The Laredo Apaches were a minor league baseball team from Laredo, Texas that existed in two different incarnations: 1949–1953 and again in 1995.

==History==
The original Apaches were one of the six charter franchises of the Class D Rio Grande Valley League in 1949, having been preceded in Laredo by the Laredo Bermudas of the Southwest Texas League (1910–1911) and the Laredo Oilers, who played as members of the Gulf Coast League in 1926 and Texas Valley League in 1927. In 1949, Laredo finished 80–60 in second place, and were eliminated by Brownsville in the playoffs. The following year, the Apaches moved into a new stadium, West Martin Field (now Veterans Field) and finished second again, edged out for the pennant by a single game by Harlingen; again, the Apaches were beaten in the semifinals, this time by Corpus Christi Seahawks.

Losing two of their eight clubs mid-season, the RGVL folded after the 1950 campaign, and four of the loop's teams moved to the Class B Gulf Coast League (not to be confused with the current circuit of that name). In 1951, Laredo finished fourth but were eliminated by Corpus Christi Seahawks in the post-season; in 1952, the Apaches slipped to fifth and missed the playoffs. In their final campaign in 1953, led by batting champ Juan Senties (.379), Laredo edged back up to fourth, but were again dumped in the playoffs, this time by Galveston. Both the Apaches and the GCL would fold at the end of the season.

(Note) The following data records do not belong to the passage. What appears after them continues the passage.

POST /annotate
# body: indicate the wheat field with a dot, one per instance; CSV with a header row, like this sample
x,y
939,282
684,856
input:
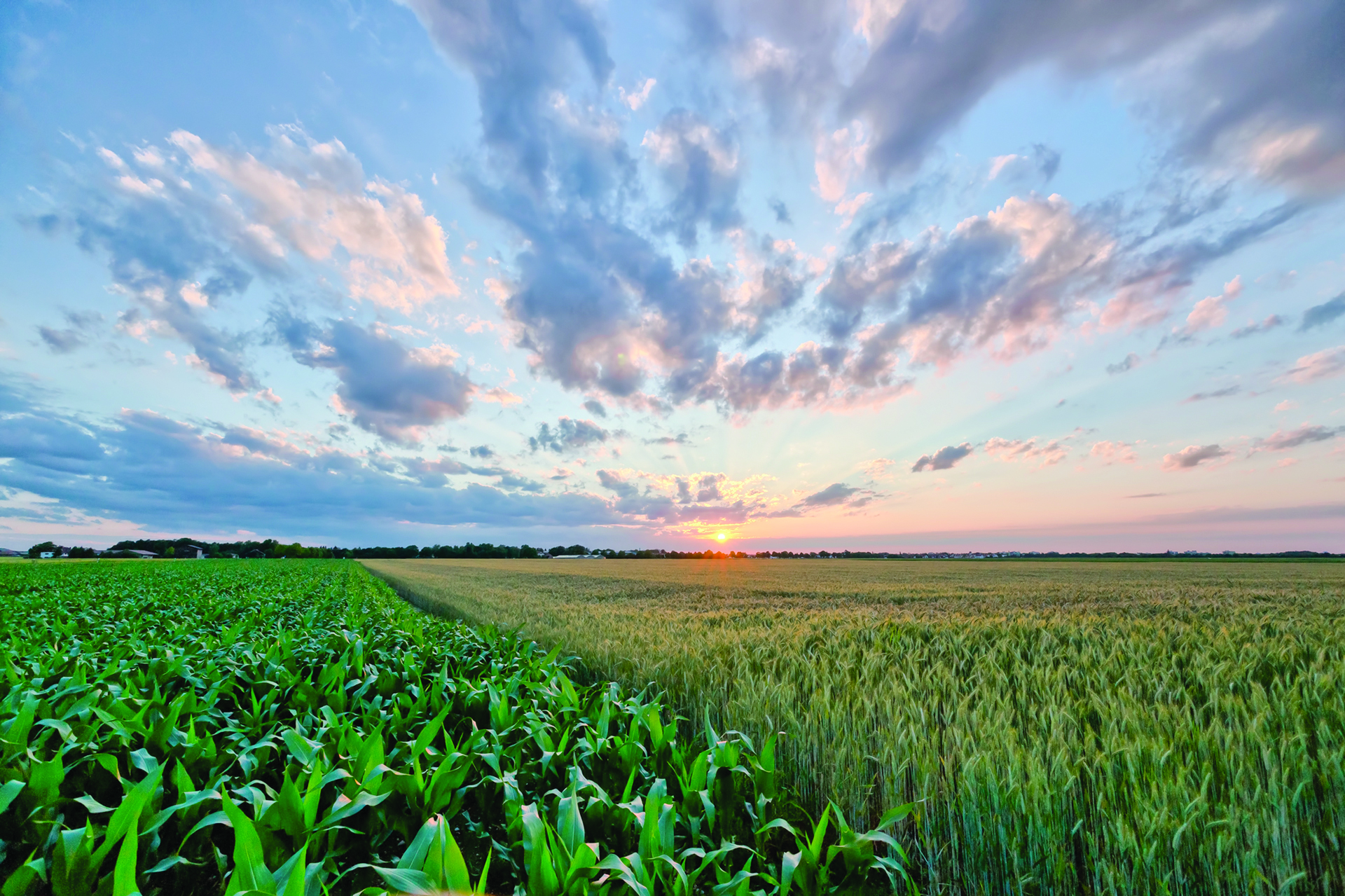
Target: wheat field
x,y
1071,726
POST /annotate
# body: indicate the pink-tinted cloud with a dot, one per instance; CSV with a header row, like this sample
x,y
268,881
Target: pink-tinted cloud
x,y
1192,456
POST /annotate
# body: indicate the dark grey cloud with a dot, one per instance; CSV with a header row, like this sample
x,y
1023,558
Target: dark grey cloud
x,y
1244,84
1002,282
162,473
592,294
568,435
1305,435
80,324
1192,456
167,256
1219,393
1129,362
943,459
700,165
1251,330
387,388
1323,314
1222,99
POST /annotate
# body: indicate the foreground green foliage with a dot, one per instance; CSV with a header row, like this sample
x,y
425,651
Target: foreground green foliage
x,y
294,728
1111,728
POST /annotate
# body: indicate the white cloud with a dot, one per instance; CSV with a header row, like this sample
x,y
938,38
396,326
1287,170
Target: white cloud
x,y
638,99
1323,365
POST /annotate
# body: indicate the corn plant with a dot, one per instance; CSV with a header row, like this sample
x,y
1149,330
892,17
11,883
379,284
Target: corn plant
x,y
298,729
1064,726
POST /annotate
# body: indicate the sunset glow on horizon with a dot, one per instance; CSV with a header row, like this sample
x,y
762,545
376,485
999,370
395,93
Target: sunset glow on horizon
x,y
564,272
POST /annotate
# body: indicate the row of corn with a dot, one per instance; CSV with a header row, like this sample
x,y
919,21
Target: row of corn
x,y
296,729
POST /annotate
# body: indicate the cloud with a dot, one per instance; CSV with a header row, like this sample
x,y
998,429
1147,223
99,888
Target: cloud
x,y
1212,311
1191,456
1283,440
834,494
171,475
1218,393
1254,329
1129,362
681,439
387,388
1114,453
74,336
700,165
1005,282
1048,454
638,99
186,225
1323,314
1323,365
568,435
1042,163
943,459
616,483
1250,85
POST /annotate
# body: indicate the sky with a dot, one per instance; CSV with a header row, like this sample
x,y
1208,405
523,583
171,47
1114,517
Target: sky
x,y
872,275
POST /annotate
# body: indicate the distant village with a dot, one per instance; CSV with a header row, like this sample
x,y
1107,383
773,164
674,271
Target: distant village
x,y
272,549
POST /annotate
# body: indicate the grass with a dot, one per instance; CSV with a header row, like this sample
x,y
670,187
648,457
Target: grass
x,y
1070,726
296,728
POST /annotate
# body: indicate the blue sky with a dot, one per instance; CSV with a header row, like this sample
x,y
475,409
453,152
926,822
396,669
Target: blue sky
x,y
820,275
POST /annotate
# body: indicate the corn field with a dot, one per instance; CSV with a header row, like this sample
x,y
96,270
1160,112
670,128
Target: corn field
x,y
295,728
1064,728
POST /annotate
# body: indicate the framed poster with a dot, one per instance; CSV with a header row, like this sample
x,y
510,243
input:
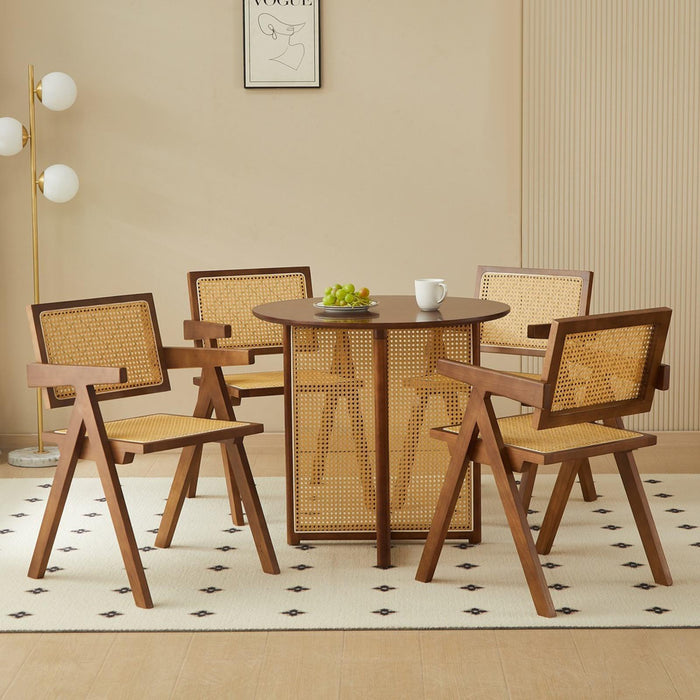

===Owls and the new Apaches===
Professional baseball would not return to Laredo until 1985, when the Mexican League club Tecolotes de Nuevo Laredo became the Tecolotes de los Dos Laredos, playing home games on both sides of the Rio Grande. In 1995, however, the Owls suddenly had competition, as the San Antonio Tejanos of the independent Texas–Louisiana League transferred to Laredo. But the new Apaches wouldn't last long; sporting the league's worst record at 17–32, and drawing only about 700 fans per game at the now-aged Veterans Field, the league decided to fold the franchise (as well as the Pueblo Bighorns) mid-season.

The Tecolotes would continue to play in Laredo until 2004; in 2011, the city council voted to build a new ballpark, Uni-Trade Stadium, and the American Association granted an expansion team, the Laredo Lemurs, in time for the 2012 season. The Lemurs withdrew from the AA before the 2017 season, but the Mexican League announced that the Rojos del Águila de Veracruz club would become a new version of the Owls, and would play some of their home games at Uni-Trade Stadium, starting in 2018.